Date of Award

Spring 5-2017

Degree Type

Dissertation

Degree Name

Doctor of Philosophy (PhD)

Department

Educational Research and Administration

Committee Chair

Dr. Ann Blankenship

Committee Chair Department

Educational Research and Administration

Committee Member 2

Dr. Leslie Locke

Committee Member 2 Department

Educational Leadership and School Counseling

Committee Member 3

Dr. Myron Labat

Committee Member 3 Department

Educational Research and Administration

Committee Member 4

Dr. Chuck Benigno

Committee Member 4 Department

Educational Research and Administration

Abstract

If you google African American males, the top results include the following words and phrases: poverty, incarceration, locked out of employment, struggle in the classroom, and high school incompletion. Likewise, research continues to show that disadvantages in education and in African American communities are responsible for many Black males’ poor academic achievement and social outcomes. However, there is one key element missing from majority of the research on Black males, their perspectives.

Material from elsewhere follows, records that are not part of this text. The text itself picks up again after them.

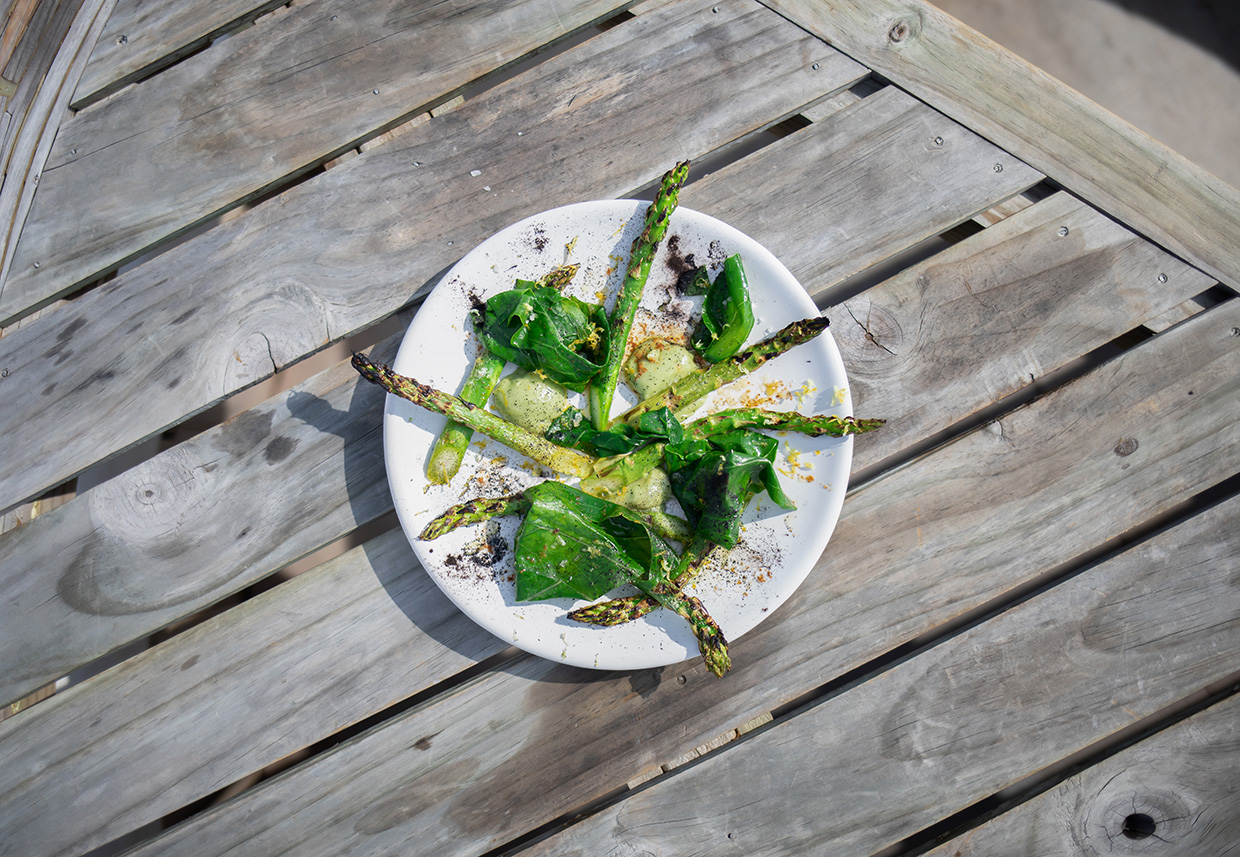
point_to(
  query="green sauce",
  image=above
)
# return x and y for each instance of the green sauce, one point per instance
(657, 364)
(530, 401)
(651, 491)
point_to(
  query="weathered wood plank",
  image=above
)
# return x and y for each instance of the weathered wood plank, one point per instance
(294, 274)
(852, 210)
(413, 639)
(190, 526)
(42, 99)
(914, 548)
(1182, 779)
(985, 318)
(225, 124)
(330, 423)
(141, 36)
(964, 719)
(1085, 283)
(1037, 118)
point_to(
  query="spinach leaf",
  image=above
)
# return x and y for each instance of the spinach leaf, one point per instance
(542, 330)
(727, 314)
(717, 476)
(573, 429)
(572, 545)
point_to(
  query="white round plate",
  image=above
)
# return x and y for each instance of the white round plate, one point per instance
(474, 566)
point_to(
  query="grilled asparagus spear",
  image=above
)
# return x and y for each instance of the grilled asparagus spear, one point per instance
(604, 386)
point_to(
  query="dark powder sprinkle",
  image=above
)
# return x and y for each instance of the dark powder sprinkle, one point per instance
(677, 262)
(538, 238)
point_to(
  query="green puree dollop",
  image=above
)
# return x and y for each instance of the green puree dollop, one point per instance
(657, 364)
(530, 401)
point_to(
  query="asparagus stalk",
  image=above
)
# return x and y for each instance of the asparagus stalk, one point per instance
(604, 386)
(711, 640)
(482, 509)
(685, 395)
(559, 459)
(780, 421)
(445, 458)
(619, 610)
(474, 511)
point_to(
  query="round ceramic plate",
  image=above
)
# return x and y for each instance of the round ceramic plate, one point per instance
(474, 566)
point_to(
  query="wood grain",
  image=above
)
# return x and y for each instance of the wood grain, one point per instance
(1049, 125)
(1182, 779)
(39, 106)
(143, 36)
(331, 423)
(852, 210)
(915, 548)
(992, 314)
(263, 107)
(413, 638)
(960, 722)
(192, 525)
(355, 243)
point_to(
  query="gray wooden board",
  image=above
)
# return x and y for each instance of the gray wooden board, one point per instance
(324, 259)
(960, 722)
(329, 422)
(185, 528)
(141, 35)
(915, 548)
(264, 334)
(263, 106)
(853, 208)
(983, 318)
(1052, 127)
(1183, 779)
(335, 644)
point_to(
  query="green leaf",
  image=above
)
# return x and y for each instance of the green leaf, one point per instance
(717, 476)
(572, 545)
(693, 282)
(727, 314)
(542, 330)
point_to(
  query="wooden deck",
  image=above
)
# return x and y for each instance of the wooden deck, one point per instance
(1023, 636)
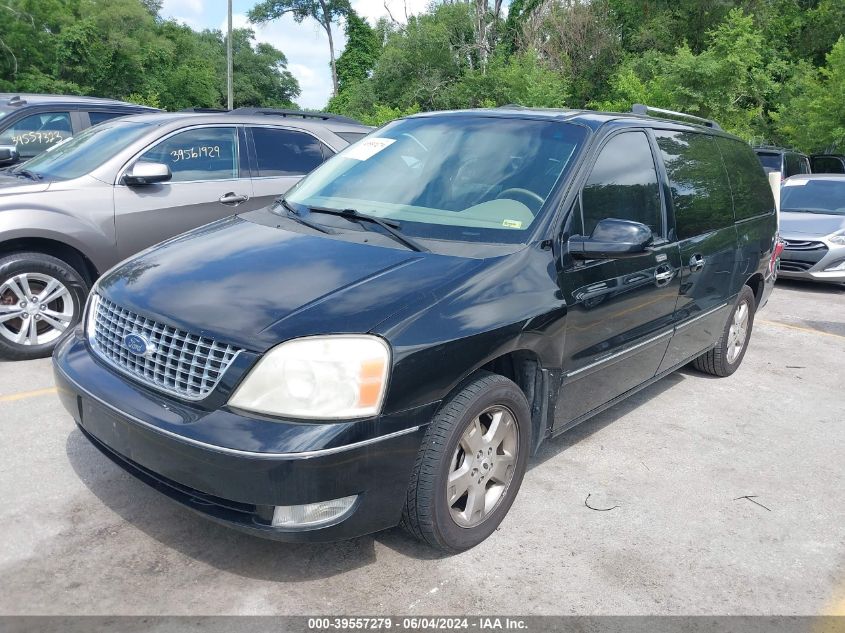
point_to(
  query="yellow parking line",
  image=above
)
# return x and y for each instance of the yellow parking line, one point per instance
(801, 328)
(23, 395)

This dissertation addresses how the personal and educational experiences of low-income African American males, who dropped out of school, influenced their self-perceptions and decision regarding their educational attainment. It brings awareness to conditions that have historically affected how Black males perceived themselves and their lack of educational attainment. Three major themes emerged from data collection: parental interaction, school climate and culture, and limited resources and opportunities for educational and social advancement.